A Closer Look at the Minnesota Landscape Arboretum

yellow orchid
“He taught both in scientific words and with dirt-stained hands….” – Jane McKinnon

After looking for fairies at the Minnesota Landscape Arboretum this weekend, we explored the rest of the visitor buildings. We admired the photography on display, poked around the library and investigated the stinky aroma coming from the conservatory. It turned out that their Voodoo Lily was blooming and the smell was anything but floral.

Looking at all of the flowers, I wondered who we had to thank for the arboretum? Fortunately a little googling gave me the answer.

spotted orchid

The Minnesota Landscape Arboretum is the Upper Midwest’s largest public garden and is open 363 days a year. Part of the University of Minnesota, the earliest grounds were established in 1907 as the Horticultural Research Center. They developed cold-hardy crops and we have them to thank for our beloved Honeycrisp apples (among many other plants).

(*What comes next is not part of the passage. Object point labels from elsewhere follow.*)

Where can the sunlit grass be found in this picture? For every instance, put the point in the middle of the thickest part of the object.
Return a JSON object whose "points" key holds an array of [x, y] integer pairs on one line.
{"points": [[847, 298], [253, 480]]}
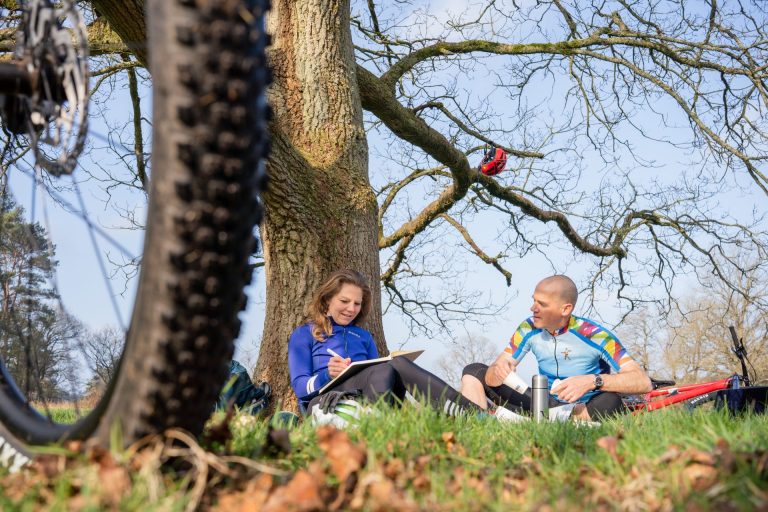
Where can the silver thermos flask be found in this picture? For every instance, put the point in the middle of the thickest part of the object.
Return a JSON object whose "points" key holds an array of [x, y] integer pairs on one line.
{"points": [[539, 398]]}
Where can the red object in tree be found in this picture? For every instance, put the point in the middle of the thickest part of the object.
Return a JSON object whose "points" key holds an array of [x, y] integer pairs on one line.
{"points": [[494, 161]]}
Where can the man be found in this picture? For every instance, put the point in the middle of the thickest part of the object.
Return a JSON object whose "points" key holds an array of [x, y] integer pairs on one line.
{"points": [[575, 354]]}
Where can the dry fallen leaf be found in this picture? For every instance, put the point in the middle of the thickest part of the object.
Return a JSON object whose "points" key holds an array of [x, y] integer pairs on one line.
{"points": [[301, 494], [252, 497]]}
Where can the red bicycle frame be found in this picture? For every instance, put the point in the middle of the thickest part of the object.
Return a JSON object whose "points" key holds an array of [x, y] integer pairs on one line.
{"points": [[652, 401]]}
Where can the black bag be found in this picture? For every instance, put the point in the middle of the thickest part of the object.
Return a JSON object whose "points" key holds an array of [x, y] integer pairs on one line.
{"points": [[240, 391]]}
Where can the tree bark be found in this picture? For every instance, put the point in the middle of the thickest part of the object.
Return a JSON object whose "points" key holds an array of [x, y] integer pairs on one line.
{"points": [[321, 212], [126, 18]]}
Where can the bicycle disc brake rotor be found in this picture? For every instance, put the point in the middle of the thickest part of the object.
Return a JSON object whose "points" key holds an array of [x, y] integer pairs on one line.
{"points": [[57, 55]]}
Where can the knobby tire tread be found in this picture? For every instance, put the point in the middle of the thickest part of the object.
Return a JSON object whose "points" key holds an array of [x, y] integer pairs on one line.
{"points": [[210, 139]]}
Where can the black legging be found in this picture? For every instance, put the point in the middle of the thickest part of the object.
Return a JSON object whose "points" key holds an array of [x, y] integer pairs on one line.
{"points": [[389, 381], [601, 405]]}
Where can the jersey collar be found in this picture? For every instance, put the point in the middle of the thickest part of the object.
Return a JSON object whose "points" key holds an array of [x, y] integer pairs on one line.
{"points": [[566, 327]]}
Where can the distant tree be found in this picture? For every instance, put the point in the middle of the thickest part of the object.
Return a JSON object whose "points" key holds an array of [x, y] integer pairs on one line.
{"points": [[383, 109], [470, 348], [102, 350], [693, 343], [34, 331]]}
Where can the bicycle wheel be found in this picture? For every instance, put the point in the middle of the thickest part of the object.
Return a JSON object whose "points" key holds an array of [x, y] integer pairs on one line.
{"points": [[209, 79]]}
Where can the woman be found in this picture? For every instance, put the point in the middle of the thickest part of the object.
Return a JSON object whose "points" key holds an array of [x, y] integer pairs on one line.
{"points": [[331, 339]]}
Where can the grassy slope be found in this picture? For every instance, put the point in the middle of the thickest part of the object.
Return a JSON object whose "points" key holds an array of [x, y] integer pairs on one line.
{"points": [[417, 459]]}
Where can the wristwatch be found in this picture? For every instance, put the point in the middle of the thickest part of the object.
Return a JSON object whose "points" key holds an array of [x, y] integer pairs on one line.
{"points": [[598, 381]]}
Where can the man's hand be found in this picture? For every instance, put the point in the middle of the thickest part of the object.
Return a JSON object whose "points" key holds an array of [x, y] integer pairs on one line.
{"points": [[336, 365], [499, 370], [573, 388]]}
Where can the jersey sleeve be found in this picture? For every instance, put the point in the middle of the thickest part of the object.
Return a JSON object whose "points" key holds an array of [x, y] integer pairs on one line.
{"points": [[611, 350], [373, 352], [518, 344], [304, 380]]}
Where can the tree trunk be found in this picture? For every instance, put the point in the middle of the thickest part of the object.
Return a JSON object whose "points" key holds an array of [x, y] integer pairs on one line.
{"points": [[321, 212]]}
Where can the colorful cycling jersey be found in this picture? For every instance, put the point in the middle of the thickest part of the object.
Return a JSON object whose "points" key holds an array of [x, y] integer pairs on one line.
{"points": [[576, 349], [308, 358]]}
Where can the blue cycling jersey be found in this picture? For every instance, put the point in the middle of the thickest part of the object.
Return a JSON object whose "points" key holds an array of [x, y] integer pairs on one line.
{"points": [[576, 349], [308, 357]]}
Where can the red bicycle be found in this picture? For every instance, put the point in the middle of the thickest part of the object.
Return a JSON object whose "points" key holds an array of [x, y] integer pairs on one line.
{"points": [[734, 392]]}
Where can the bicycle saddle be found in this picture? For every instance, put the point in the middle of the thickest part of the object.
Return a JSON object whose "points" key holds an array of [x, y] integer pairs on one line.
{"points": [[656, 383]]}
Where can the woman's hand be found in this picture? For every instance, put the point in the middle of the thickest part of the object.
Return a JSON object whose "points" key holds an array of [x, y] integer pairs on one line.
{"points": [[336, 365]]}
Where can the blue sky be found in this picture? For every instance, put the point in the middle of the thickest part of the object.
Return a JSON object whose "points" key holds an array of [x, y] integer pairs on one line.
{"points": [[87, 297]]}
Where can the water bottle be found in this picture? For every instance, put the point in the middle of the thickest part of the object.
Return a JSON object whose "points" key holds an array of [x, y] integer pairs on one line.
{"points": [[539, 398]]}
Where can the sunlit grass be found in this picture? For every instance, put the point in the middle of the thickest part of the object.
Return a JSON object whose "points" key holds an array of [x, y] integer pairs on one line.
{"points": [[668, 460]]}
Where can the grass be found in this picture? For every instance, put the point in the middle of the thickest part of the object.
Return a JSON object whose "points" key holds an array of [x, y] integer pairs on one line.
{"points": [[416, 459]]}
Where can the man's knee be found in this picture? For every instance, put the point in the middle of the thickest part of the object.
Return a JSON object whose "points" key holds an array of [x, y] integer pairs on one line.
{"points": [[476, 370]]}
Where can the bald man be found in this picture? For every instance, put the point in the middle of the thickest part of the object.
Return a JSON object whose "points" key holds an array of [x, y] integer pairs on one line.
{"points": [[586, 366]]}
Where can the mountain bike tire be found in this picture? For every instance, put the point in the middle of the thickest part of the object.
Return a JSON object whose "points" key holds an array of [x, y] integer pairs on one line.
{"points": [[210, 139]]}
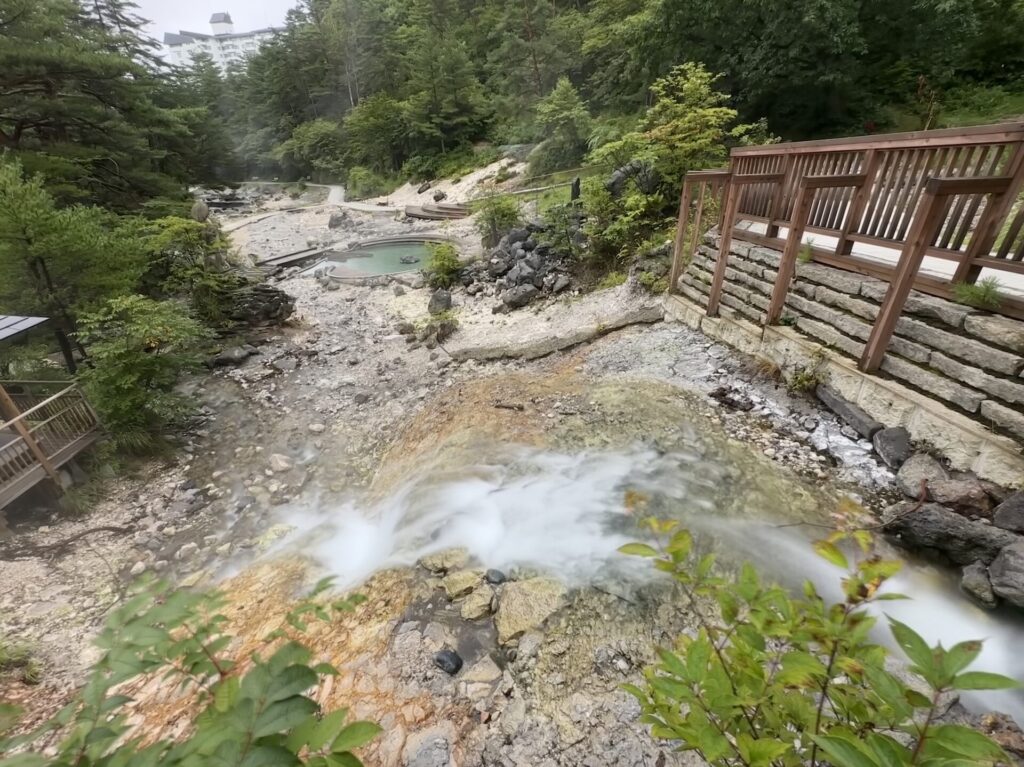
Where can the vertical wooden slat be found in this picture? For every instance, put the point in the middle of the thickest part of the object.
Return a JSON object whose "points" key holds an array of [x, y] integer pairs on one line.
{"points": [[787, 264], [927, 219], [725, 243]]}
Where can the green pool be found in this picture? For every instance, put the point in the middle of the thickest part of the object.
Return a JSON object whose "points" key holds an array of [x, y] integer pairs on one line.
{"points": [[373, 259]]}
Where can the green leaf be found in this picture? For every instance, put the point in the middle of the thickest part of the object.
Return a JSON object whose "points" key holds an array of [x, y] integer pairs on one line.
{"points": [[845, 751], [354, 735], [914, 647], [830, 553], [981, 680], [638, 550], [283, 716]]}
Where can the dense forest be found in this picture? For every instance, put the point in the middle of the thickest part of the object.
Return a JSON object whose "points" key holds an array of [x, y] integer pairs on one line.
{"points": [[100, 138]]}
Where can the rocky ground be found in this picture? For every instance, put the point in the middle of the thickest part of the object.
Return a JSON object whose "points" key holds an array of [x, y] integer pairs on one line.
{"points": [[345, 402]]}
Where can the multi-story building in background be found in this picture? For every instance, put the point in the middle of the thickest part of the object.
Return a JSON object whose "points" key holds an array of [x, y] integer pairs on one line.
{"points": [[224, 45]]}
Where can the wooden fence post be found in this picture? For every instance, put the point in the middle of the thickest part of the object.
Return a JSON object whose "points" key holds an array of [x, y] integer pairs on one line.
{"points": [[794, 241], [725, 243], [927, 220], [680, 244]]}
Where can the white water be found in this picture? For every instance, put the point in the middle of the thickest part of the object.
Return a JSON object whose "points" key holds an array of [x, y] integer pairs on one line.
{"points": [[565, 514]]}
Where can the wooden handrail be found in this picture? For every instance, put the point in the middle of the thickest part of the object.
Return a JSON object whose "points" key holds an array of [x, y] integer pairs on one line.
{"points": [[996, 133], [29, 412]]}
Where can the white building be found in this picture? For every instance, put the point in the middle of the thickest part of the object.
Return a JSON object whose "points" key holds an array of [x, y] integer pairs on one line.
{"points": [[224, 45]]}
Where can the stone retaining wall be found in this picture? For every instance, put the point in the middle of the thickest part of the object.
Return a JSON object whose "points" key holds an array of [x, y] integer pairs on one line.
{"points": [[966, 358]]}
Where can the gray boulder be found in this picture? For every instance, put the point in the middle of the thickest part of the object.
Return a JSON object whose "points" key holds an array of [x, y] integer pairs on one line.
{"points": [[1007, 573], [440, 301], [966, 496], [856, 417], [1010, 514], [920, 468], [893, 445], [520, 296], [976, 585], [932, 526]]}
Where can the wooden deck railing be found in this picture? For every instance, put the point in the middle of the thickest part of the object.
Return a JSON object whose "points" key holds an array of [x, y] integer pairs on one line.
{"points": [[948, 195], [46, 424]]}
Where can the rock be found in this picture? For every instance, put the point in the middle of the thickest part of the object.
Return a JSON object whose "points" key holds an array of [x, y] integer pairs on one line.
{"points": [[439, 301], [893, 445], [280, 463], [460, 583], [932, 526], [285, 365], [526, 604], [446, 560], [232, 355], [965, 496], [339, 219], [918, 469], [1007, 573], [976, 585], [449, 661], [518, 297], [477, 604], [863, 423], [560, 284], [1010, 514], [186, 552]]}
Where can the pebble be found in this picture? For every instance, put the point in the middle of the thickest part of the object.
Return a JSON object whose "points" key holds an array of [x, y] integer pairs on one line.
{"points": [[449, 661]]}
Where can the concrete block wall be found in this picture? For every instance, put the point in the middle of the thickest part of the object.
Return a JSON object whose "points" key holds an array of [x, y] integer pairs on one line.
{"points": [[970, 360]]}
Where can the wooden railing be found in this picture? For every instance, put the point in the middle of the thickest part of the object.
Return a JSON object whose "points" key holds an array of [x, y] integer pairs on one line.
{"points": [[46, 424], [948, 195]]}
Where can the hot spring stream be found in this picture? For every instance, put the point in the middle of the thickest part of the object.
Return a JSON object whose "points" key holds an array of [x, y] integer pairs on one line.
{"points": [[527, 508]]}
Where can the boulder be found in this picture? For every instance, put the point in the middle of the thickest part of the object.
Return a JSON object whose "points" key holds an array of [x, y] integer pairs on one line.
{"points": [[338, 219], [966, 496], [440, 301], [932, 526], [460, 583], [526, 604], [442, 561], [920, 468], [863, 423], [1010, 514], [519, 296], [976, 585], [893, 445], [1007, 573], [477, 604]]}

In 1945, a young Leon C. Snyder moved to Minnesota with his wife and began his career at the university as an extension horticulturalist, eventually becoming head of the Department. Several years later in 1956, the Minnesota State Horticultural Society and the Men’s Garden Club of Minneapolis came forward with the goal of establishing an arboretum. Through local garden clubs, the funds were raised and within two years, 160 acres of land was purchased and the arboretum opened in 1958 with Dr. Snyder as director.

white orchid

Under Dr. Snyder’s leadership, the horticulture department at the University of Minnesota had doubled in faculty when he eventually stepped down to focus full-time on the arboretum. While finding time to stop and smell the roses, he also managed to write a weekly column for the Minneapolis Star Tribune, answered gardening questions on WCCO radio, led garden tours, traveled the world and raised a family with his wife.

bird of paradise

Dr. Snyder acted as director of the arboretum from its opening in 1958 until 1976, expanding its size and research capabilities and lucky for us, its facilities for visitors. Since it was established, the arboretum has grown to 1,137 acres and is the largest, most diverse and most complete horticultural site in Minnesota with more than 5,000 varieties of plants.

white orchid

The Leon C. Snyder Education and Resource Building, dedicated in 1974, contains both the Anderson Horticultural Library and the Meyer-Deats Conservatory where these lovely flowers were photographed.


2 thoughts on “A Closer Look at the Minnesota Landscape Arboretum”

  1. Morning to you,

    Curiosity got me….what type of bug in that on the attached image? It reminds me of some type of crab, scorpion or space alien :>

    Beautiful shot…have a great day….


    1. Good question, Watson! I thought it was fascinating and assumed it was a friendly bug. Later on, I worried that I had snapped the picture of the bug that would destroy the entire conservatory…. Thanks for following!